Extended Data Fig. 2 Multiplexed and correlated activity in γ4 DAN subsets.
(a) MB312B + γ4 DANs (upper commissure) expressing GCaMP6f fluorescence (left) with functionally correlated and spatially adjacent pixels clustered into single ROIs by CNMF analysis (middle). Right: representative ROIs whose activity is plotted in (c). Similar results observed in N = 6 animals. (b) Same as in (a) but for MB316B + γ4 DANs (lower commissure). Right: representative ROIs plotted in (d). Similar results observed in N = 5 animals. (c) Net motion (top row, black) aligned to the activity in representative CNMF-generated-ROIs from (a) (2nd, 3rd, and 4th rows, shades of green), total MB312B + DAN GCaMP activity (5th row), the average CNMF-generated-ROI activity (bottom row), and the activity in all ROIs (heatmap) from a representative experiment in a MB312B > GCaMP6f individual. Maroon bars indicate period of sucrose ingestion. (d) As in (c) but for MB316B + γ4 DANs (upper commissure). Maroon bars indicate period of sucrose ingestion. (e) Cytoplasmic GCaMP6f activity in MB312B + γ4 DAN soma (shades of green) in representative examples during sugar ingestion (left) and spontaneous movement (right) aligned to forward velocity (top row, black). Different shades of green indicate different γ4 DAN soma recorded from the same animal. Maroon bars indicate period of sucrose ingestion. (f) As in (e) but recording from MB316 + γ4 DAN soma. (g) Motor-associated signals across individual γ4 DANs is highly correlated. Cytoplasmic GCaMP6f activity in MB312B + γ4 DAN soma measured with volumetric imaging during spontaneous bouts of locomotion. For three flies: top row shows a representative bout of forward velocity (black), middle row shows cytoplasmic GCaMP6s fluorescence (shades of green indicate different γ4 DAN soma), and bottom row is heatmap depicting the cross-correlation (Pearson correlation coefficient) between GCaMP6s signals in different γ4 DANs during spontaneous locomotion in a 5 min trial.

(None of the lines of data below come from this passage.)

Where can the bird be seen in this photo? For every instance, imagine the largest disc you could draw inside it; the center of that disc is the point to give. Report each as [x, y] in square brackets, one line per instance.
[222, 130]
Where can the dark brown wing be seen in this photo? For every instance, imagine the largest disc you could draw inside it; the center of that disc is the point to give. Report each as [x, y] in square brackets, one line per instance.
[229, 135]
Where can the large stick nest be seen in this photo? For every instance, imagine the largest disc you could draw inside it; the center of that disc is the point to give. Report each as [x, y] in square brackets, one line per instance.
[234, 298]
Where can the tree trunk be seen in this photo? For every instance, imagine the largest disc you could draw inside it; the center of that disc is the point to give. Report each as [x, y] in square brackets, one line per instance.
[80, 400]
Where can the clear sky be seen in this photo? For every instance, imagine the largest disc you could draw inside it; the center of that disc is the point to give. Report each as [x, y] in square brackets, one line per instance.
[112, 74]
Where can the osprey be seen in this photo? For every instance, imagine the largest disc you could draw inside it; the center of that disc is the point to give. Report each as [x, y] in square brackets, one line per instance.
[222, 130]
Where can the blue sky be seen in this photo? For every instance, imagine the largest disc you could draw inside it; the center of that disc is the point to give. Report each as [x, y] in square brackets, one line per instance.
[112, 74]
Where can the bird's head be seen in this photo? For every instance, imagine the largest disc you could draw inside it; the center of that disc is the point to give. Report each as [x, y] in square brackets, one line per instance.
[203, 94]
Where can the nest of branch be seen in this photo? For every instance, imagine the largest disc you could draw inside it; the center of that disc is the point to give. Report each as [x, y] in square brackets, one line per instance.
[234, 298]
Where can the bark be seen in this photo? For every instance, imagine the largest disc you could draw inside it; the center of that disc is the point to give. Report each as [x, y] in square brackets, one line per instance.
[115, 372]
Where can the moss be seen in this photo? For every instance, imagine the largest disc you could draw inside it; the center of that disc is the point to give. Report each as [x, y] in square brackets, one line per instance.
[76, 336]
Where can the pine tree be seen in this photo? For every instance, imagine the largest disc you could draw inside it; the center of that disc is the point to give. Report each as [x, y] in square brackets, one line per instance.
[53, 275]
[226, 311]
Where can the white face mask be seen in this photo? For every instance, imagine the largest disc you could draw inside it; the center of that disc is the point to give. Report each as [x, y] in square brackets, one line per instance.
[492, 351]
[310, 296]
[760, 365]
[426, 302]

Extended Data Fig. 3 Variability of DAN - behavior correlations.
(a) Top: average motion (black) ± 95% confidence interval (CI, obscured by average line) as animals initiate locomotion. Bottom: heat map of ΔF/Fo in γ DANs aligned to movement initiation. Rows (bouts) ordered by average γ2 (left) or γ4 (right) ΔF/Fo. Dashed lines indicate 20% of trials with highest or lowest average ΔF/Fo. N = 53 animals, 1060 starts. (b) DAN activity and parameters of locomotion during spontaneous movement initiation in which γ2 and γ4 were most differentially active). Left: average γ2 ΔF/Fo (top), motion (2nd row), acceleration (3rd), forward velocity (4th), and |angular velocity| (bottom) ± 95% CI as animals initiated locomotion. 20% of bouts of movement initiation with highest (dark) and lowest (lighter) average γ2 ΔF/Fo as indicated by lines in (a). Right: as left but for bouts of movement initiation with highest (lighter) and lowest (dark) average γ4 ΔF/Fo. N = 212 bouts. (c) As in (b) but for flies walking in non-odorized air in closed-loop. N = 91 bouts. (d) γ2 (top) and γ4 (bottom) DAN activity vs different behavioral variables. N = 1060 bouts. All Pearson correlation coefficients are either weak (|r| < 0.18) or not significant (no Bonferroni correction). (e) Comparisons of average DAN ΔF/Fo during the onset of locomotion. Pearson correlation coefficient (r) indicated where relationship is statistically significant (p < 0.00001, Bonferroni correction, see Supplementary Table 2). N = 1060 starts. (f) Pearson correlation coefficient between change in DAN activity and net motion during bouts of movement initiation for flies walking in clean air in closed-loop. Columns (flies) ordered by average γ4-motion correlation. N = 32 animals, 452 starts. (g) Filters predicting DAN activity from forward velocity (top) or |angular velocity|(bottom) in open loop (OL, as in Fig. 1f , light lines) or closed-loop (CL) in clean air ± 95% CI. OL: N = 66 animals, 119 5-minute trials. CL: N = 20 animals, 32 5-minute trials. (h) Comparison of γ Kenyon cell activity during presentation of apple cider vinegar from indicated angles. Average ΔF/Fo (dark line) ± 95% CI aligned to odor onset. Right: average ΔF/Fo during odor presentation from indicated angles. N = 16 animals, 3 odor presentations per orientation (total 144 odor presentations). One-way ANOVA followed by Tukey’s multiple comparison test; no statistical significance observed.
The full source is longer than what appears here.